Tag Archives: Apex behavioral health

Updates on Apex!


Our Plymouth building

Are you aware Apex has a Livonia office? Or a Plymouth office? If our  Westland office seems too congested or overwhelming for you, Livonia or Plymouth may be a great alternative.

They are both small, cozy offices. Some information on each is listed below.

Livonia is located on 17940 Farmington Rd.,  Suite 280. This is located just off of Curtis road. The Livonia phone number is 734 466-3311, if no one answers please leave a message and someone will call you back, as there is not someone in the office 24/7.

Therapists  at our Livonia office include: Robert Graham, Glenna Washburn, Judy Anderson, Ricky Jentons. Dr. Joseph is the psychiatrist and she is in one Saturday a month. Ricky is in Monday-Thursday;  he sees children and adults.

Our Plymouth office is located 199 N. Main Street, ste 202, Plymouth, MI. Sharon Garant is always accepting intakes, she sees clients aged 18+ and is in the office Tuesday- Thursday. She has day and night time appointments available.

Kristin Hammoud is in the office on Wednesdays from 9:30-5:30. She is an APRN, meaning she can prescribe medication and counsel clients. Kris does not see ADD patients and has much experience with PTSD, depression, substance abuse, and mood disorders.

Shawn Miracle is one of our child therapists and she is available for Saturday appointments.

The number to make an intake appointment at Plymouth is 734-254-9316. The therapist’s direct voicemails are on 734-254-9380.

You can also call the Westland number at 734-729-3133 and ask to schedule an appointment at Plymouth!

What Apex Offers!

In addition to behavioral health treatment, Apex offers a variety of things.

We offer:

  • Psychological evaluations courtesy of Dr. Hamid.
  • Driver License Evaluations from Gina Patton and Robert Edwards. DLEs cost $250 and one needs to bring: state driving record, 3-5 letters of recommendation, a 12- panel drug screening, and AA sign-in sheets if attended. The drug screening is not offered at Apex.
  • Alcohol & Substance abuse evaluations, also courtesy of Gina and Robert. These evaluations cost $115 and you will need to fill out a SASSI test. It is also recommended that you bring any relevant information from the courts.
  • Sidenote: all substance abuse & drivers license evaluations are an out-of-pocket expense that is not covered by insurance.
  • Suboxone treatment. Dr. Chung is our Suboxone provider for opioid treatment & withdrawal. When starting on Suboxone, Dr. Chung prescribes a weeks worth of medication at a time.
  • Tricare Providers- we see military families!
  • Low fee costs. For a medication visit, the first visit is $125, followed by $55 for a 15 minute session. For therapy, the first visit is $90 and the following visits are $70. Therapy visits are 45-60 minutes long.

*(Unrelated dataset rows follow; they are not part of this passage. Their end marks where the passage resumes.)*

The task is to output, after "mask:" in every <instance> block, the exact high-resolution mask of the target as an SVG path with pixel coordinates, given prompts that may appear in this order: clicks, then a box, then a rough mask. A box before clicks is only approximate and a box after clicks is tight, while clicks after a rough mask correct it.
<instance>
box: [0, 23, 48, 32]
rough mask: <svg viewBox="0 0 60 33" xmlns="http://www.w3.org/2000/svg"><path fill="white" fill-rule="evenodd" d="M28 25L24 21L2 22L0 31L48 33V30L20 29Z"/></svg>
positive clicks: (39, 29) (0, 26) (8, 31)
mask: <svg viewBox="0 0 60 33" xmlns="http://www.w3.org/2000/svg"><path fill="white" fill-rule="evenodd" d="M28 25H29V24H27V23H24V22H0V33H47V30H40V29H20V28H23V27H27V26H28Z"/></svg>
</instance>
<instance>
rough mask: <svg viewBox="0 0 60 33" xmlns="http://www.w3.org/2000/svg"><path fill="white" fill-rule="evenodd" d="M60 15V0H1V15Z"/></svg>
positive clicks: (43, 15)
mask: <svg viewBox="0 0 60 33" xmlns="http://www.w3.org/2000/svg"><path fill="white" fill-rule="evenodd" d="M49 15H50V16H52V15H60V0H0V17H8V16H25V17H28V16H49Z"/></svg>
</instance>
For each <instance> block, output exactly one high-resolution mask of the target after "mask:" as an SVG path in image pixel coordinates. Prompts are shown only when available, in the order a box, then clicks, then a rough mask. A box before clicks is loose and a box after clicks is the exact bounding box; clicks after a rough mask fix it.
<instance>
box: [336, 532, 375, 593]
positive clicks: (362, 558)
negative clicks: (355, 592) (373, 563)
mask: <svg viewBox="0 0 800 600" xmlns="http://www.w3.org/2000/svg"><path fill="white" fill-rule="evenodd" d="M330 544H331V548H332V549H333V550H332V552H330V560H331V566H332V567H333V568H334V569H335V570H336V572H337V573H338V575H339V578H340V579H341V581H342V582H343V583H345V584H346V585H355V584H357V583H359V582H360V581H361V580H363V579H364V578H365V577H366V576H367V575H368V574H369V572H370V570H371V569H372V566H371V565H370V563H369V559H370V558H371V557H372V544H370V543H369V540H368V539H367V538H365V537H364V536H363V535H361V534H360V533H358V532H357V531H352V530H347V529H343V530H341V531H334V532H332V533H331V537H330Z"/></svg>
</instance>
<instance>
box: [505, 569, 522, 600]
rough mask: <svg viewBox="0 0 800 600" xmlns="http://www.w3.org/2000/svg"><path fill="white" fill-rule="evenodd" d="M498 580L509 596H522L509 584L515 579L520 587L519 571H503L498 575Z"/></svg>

Apex is NOT a walk-in clinic and we do not accept same day appointments for new clients.  So call and schedule your appointment today! 🙂

Apex Doctors working with SUBOXONE for Heroin Treatment

What is Suboxone?

Suboxone is used to treat opiate addiction. Suboxone contains a combination of buprenorphine and naloxone. Buprenorphine is an opioid medication. Buprenorphine is similar to other opioids such as morphine, codeine, and heroin however, it produces less euphoric (“high”) effects and therefore may be easier to stop taking. Naloxone blocks the effects of opioids such as morphine, codeine, and heroin. If Suboxone is injected, naloxone will block the effects of buprenorphine and lead to withdrawal symptoms in a person with an opioid addiction. When administered under the tongue as directed, naloxone will not affect the actions of buprenorphine.

What Are the Treatments for Heroin Addiction?

For Heroin Treatment Michigan, Treatment for Heroin Michigan, or Heroin Treatment anywhere, Apex Behavioral Health is your answer. At Apex Behavioral Health, our doctors prescribe SUBOXONE.

Suboxone, also known as Buprenorphine is a more recently approved treatment for heroin addiction (and other opiates). Compared with methadone, buprenorphine produces less risk for overdose and withdrawal effects and produces a lower level of physical dependence, so patients who discontinue the medication generally have fewer withdrawal symptoms than those who stop taking methadone. The development of buprenorphine and its authorized use in physicians’ offices give opiate-addicted patients more medical options and extend the reach of addiction medication. Its accessibility may even prompt attempts to obtain treatment earlier. However, not all patients respond to buprenorphine and some continue to require treatment with methadone.